May 2, 2003
100 YEARS AGO
• Only after three days of atrocities did the Russian government finally declare martial law. A week after one of the worst pogroms in history, the Forward has received a telegram detailing the damage: Jewish shops and homes destroyed; streets full of feathers and smashed furniture; more than 100 Jews murdered, 400 permanently crippled, 1,000 wounded. Jews were thrown from rooftops and windows, women raped, breasts, arms and legs chopped off. Russian murderers in red shirts were armed with knives, machetes, revolvers and razors. Policemen and soldiers helped rob and kill the Jews pitilessly. Jews who organized defense measures were run off. The governor took no action against the murderers.
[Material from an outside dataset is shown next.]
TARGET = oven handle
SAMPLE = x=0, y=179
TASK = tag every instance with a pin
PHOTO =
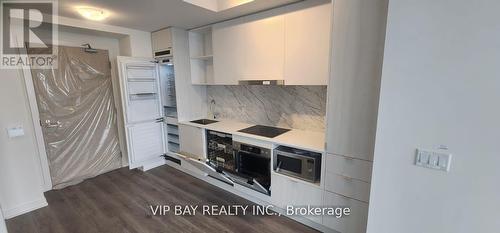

Thousands of Jews are now homeless.
75 YEARS AGO
• Recently, the Spanish police arrested a number of foreigners who, they say, are communist agitators. One of them was found in possession of a letter written in a strange script that no one could figure out. The police were sure it was some kind of underground correspondence. Since its postmark was from Poland, the police brought the mysterious letter to the Polish consulate, where they were informed that the letter was written in Yiddish. The consulate gave the police the address of one of the Forward’s European correspondents, who translated the letter for them: “Dear Yosl, Yankl the Nut told me that business has gone cold in that region; Crooked Sheyndl has already left and I’m going to send you and Leah the Rebbetzin back there… If you don’t supply me with some new merchandise, I won’t have to bother. Isaac the Cossack can go to hell; he’s been driving me crazy lately.” The rest of the letter contained a number of unprintable expletives. It turns out that the police stumbled not upon a group of Bolshevik agitators, as they had thought, but a gang of Polish-Jewish pimps and madams involved in the international prostitution trade.
50 YEARS AGO
• In his memoirs of the Yiddish stage, Joseph Rumshinsky recounts that Sarah Adler was the first actress who acted naturally on the Yiddish stage. She made the audience forget they were watching an actress and made them believe they were seeing a real person. This fact is fascinating, particularly since her husband, famed actor Jacob Adler, spoke onstage in a wholly unnatural manner: In those days all actors spoke like as if were playing Hamlet. But a natural talent like Sarah Adler always finds her own path.